After cutting the most obvious costs, the next step was to examine prices and find points where we could expand margins. In a competitive world where everyone is desperate to make a sale and some competitors even sell below cost in order to generate cash to pay off loans, this is not easy, but if you look carefully and segment your market wisely you will find opportunities.
There are some expenses you find difficulty cutting. When business was good you felt comfortable signing a 6 year lease for 8 trucks, but now with reduced volume you only need 6 trucks and the truck leasing company will not let you out of the lease. But in two years those leases come due and you may re-examine your leases- either staggering them or reducing them.
You start to realize how much time and money it takes to collect a four hundred dollar receivable that is over ninety days old and you eliminate slow paying accounts, and you eliminate bounced checks with check verification systems. You get smarter, able to transfer wasted time from blood sucking, slow paying business to solid customers who respect commitments and the terms of the credit agreement.
You shed the marginal mentality of taking business that in isolation covers its marginal cost but not its share of fixed cost.
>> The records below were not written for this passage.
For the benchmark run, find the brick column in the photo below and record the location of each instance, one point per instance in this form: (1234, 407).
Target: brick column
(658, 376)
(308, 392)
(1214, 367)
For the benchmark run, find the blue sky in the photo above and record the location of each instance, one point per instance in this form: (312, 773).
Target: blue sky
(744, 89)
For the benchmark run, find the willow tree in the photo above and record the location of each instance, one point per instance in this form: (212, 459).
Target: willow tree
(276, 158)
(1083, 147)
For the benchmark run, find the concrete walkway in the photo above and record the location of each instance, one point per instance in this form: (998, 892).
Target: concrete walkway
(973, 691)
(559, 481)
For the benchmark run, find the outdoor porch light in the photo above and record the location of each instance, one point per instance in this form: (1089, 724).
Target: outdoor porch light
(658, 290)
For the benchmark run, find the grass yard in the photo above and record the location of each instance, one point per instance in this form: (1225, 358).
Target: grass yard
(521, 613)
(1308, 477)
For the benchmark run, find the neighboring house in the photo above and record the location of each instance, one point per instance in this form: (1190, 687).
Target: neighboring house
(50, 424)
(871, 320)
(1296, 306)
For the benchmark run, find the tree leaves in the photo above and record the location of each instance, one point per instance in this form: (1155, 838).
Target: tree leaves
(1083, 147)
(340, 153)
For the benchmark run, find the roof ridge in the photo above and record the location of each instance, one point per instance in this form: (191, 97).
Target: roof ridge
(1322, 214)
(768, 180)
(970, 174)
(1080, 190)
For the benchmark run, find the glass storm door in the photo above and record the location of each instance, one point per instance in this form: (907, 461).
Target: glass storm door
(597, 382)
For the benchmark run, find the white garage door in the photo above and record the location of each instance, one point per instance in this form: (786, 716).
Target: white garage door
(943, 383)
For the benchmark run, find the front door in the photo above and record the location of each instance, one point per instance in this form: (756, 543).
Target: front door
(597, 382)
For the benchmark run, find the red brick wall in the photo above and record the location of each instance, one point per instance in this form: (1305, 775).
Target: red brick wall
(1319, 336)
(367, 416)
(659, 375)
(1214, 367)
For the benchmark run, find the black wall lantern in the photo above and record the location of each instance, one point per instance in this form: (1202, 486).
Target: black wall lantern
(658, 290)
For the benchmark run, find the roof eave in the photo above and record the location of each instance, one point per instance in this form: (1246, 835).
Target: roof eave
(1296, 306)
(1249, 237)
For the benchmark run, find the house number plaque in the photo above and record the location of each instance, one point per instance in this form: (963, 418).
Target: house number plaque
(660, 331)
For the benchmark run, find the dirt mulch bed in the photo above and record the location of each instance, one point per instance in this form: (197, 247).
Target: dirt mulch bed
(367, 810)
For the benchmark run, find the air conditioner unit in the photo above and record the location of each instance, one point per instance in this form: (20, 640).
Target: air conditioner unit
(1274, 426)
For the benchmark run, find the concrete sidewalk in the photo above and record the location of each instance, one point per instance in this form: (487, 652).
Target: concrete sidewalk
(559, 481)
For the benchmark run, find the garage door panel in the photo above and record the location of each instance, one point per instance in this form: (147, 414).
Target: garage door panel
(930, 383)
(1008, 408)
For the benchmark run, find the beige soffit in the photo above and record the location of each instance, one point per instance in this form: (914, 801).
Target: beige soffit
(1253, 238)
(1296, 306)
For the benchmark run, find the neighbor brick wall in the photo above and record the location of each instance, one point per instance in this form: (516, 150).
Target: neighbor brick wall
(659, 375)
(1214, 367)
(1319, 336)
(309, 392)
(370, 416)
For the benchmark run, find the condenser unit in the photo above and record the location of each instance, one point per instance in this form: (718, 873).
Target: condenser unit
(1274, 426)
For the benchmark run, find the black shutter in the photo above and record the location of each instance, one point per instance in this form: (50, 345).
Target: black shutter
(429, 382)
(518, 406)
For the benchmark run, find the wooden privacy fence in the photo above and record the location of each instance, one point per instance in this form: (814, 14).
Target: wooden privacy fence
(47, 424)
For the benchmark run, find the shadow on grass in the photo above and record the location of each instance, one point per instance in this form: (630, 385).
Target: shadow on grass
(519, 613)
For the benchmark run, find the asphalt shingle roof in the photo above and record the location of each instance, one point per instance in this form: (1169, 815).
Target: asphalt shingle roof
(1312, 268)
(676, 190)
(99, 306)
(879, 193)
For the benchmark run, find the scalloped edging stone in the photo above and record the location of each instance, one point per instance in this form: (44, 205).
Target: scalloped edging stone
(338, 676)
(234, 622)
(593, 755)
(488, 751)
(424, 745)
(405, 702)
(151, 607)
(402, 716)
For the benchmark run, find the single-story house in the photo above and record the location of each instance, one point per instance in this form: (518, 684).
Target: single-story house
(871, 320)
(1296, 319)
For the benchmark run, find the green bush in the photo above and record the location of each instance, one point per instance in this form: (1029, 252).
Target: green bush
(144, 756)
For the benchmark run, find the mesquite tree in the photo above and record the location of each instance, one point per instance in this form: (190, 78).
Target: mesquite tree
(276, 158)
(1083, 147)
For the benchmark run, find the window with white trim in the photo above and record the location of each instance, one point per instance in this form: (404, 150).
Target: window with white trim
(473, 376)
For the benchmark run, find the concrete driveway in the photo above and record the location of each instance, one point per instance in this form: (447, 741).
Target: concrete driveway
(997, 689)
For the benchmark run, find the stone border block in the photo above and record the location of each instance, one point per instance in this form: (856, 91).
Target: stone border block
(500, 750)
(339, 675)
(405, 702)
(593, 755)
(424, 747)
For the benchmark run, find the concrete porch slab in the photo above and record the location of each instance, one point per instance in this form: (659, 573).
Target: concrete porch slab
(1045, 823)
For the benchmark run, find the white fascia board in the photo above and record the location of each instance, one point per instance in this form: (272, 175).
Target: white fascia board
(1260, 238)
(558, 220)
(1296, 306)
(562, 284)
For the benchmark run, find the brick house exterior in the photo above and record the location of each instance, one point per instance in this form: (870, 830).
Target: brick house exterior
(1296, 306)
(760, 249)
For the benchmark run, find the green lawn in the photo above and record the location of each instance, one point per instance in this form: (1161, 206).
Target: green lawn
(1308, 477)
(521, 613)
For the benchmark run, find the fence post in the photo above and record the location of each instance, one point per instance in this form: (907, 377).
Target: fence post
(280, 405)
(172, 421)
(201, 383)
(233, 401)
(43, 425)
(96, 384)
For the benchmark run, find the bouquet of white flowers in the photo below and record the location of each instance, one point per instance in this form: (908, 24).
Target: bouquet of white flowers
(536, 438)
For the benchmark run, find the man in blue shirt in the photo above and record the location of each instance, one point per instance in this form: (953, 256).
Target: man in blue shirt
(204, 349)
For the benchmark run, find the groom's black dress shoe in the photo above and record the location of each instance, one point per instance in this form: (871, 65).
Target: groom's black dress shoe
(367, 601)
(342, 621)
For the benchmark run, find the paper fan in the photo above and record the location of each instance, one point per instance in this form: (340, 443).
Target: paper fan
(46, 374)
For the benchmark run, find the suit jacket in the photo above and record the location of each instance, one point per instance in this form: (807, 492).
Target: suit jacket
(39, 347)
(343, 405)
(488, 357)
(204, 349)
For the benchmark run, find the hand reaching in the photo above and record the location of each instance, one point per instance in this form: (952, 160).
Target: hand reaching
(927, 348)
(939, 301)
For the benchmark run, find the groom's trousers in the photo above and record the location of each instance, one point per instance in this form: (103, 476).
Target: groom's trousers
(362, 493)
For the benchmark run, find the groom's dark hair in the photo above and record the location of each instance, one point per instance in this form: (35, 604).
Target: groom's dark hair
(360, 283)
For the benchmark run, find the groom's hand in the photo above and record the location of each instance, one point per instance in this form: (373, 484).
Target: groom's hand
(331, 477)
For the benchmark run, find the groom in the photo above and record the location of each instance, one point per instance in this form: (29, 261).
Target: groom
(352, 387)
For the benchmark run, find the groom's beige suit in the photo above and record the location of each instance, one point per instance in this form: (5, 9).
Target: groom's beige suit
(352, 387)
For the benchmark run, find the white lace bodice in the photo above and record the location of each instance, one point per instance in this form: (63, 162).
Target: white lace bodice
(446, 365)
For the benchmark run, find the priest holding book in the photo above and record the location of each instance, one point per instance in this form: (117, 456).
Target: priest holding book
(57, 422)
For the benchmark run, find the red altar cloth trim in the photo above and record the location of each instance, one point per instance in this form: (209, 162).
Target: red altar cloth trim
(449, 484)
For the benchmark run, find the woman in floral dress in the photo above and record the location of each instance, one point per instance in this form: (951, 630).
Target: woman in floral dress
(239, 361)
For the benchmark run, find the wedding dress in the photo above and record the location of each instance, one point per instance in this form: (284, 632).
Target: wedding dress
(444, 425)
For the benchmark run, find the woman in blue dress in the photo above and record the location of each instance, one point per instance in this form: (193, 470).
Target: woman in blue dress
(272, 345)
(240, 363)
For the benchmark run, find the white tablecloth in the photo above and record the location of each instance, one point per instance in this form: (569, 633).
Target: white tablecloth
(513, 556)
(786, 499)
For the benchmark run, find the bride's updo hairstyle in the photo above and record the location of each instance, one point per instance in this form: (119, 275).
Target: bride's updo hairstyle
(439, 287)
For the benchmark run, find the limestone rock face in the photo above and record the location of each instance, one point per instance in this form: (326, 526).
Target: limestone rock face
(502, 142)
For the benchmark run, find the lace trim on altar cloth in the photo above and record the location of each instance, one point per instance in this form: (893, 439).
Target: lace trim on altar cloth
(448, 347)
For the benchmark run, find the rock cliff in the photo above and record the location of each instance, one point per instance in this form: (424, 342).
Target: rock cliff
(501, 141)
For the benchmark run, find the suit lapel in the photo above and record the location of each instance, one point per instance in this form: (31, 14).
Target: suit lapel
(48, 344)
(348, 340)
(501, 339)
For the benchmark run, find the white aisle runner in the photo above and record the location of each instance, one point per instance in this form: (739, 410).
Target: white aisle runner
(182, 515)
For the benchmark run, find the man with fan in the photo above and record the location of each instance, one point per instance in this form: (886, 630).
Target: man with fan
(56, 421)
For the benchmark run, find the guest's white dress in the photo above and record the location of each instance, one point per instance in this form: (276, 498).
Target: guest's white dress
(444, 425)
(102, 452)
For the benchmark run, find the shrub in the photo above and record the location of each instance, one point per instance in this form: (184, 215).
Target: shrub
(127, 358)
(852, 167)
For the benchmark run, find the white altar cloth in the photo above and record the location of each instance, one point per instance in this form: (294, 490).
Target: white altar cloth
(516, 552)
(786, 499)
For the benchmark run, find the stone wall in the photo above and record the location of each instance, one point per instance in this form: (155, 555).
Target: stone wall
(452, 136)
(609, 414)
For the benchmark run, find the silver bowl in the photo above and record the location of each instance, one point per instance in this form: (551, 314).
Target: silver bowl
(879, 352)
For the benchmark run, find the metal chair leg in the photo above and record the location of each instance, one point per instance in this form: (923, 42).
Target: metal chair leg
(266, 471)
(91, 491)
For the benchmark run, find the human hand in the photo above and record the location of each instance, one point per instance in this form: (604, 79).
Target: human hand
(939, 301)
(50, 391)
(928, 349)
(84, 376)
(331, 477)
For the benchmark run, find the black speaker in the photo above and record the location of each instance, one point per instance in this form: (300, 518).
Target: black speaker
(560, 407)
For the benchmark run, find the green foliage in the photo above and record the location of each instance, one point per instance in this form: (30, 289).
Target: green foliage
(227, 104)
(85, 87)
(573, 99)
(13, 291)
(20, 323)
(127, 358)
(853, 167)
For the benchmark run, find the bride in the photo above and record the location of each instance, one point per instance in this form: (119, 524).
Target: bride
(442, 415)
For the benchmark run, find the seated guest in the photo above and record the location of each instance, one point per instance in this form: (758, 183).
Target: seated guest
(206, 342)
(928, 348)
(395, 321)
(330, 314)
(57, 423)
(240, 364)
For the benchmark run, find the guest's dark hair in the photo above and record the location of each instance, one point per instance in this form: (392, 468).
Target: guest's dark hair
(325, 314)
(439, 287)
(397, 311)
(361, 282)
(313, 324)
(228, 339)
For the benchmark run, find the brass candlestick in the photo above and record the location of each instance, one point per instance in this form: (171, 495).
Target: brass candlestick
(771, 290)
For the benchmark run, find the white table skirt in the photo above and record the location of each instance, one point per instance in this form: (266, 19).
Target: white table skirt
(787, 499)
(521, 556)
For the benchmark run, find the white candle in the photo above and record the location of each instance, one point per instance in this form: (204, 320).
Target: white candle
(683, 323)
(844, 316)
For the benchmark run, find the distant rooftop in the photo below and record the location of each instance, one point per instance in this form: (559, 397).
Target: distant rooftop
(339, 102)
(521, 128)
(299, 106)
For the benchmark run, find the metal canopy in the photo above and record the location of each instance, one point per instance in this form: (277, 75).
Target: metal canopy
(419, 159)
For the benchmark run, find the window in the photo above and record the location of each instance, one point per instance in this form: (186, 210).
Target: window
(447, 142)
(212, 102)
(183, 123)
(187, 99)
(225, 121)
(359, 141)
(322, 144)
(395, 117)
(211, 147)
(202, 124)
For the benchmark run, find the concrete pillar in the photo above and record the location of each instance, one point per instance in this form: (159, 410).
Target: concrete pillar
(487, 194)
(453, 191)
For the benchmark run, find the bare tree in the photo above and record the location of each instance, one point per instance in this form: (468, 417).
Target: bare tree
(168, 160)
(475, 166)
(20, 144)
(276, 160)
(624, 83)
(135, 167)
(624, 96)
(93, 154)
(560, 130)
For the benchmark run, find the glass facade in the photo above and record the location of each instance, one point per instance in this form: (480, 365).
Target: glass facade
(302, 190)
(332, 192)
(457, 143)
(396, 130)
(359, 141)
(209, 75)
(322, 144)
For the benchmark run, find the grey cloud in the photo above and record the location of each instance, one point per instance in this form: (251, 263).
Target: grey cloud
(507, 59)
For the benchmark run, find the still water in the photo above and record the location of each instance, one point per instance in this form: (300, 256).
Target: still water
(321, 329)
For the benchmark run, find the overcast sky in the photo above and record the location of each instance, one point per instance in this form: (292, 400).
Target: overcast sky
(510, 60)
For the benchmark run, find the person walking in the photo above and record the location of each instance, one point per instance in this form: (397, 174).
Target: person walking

If you accumulate too many of these orders you will lose money, You learn to just say no.
And when you buy 8,000 gallons of diesel a month you will become very conscience of how you buy your fuel and what the expense is for delivering small orders. Delivery charges and fuel surcharges become acceptable.
When the price of your products declines you rapidly realize the other side of the inventory profits you booked during the price increases a year before. When you have to sell your product for less than you paid for it you cannot lay off enough workers or cut enough expenses to avoid losing money.
Everybody in your business faced the same realities and made the same adjustments. The biggest difference was often the amount of debt incurred at the time business headed south. Those with too much debt are either closed or sold. I was raised in a culture to avoid debt and it served us well in this economy.
Eventually the prices stop dropping and you have cut enough expenses that the bleeding stops and you become profitable on a much smaller volume. Afterwards you wish you had made the cuts faster and earlier, but you did not realize how long the bad economy would last. But just as my dad spoke about the Great Depression for the rest of his life, we will remember this economy for a long time. We will be reluctant to add expenses, rely on rosy forecasts, and commit to long term contracts without protection clauses. The cost cutting ( those truck leases renew in a few years) will continue even after we are profitable. We will continue to simplify, consolidate, and reduce paper work. We will not return to rationalizing crappy business and bad habits.
I reminisce on the last two years for two reasons: it may explain why a recovery from such a severe economic blow will be slow, and this experience and reaction stands in distinct contrast to much of the behavior in the government sector. We in private business are unable to ignore reality and survive; those in government, with the power to tax and print money, can ignore reality for a considerable period of time……. but not forever.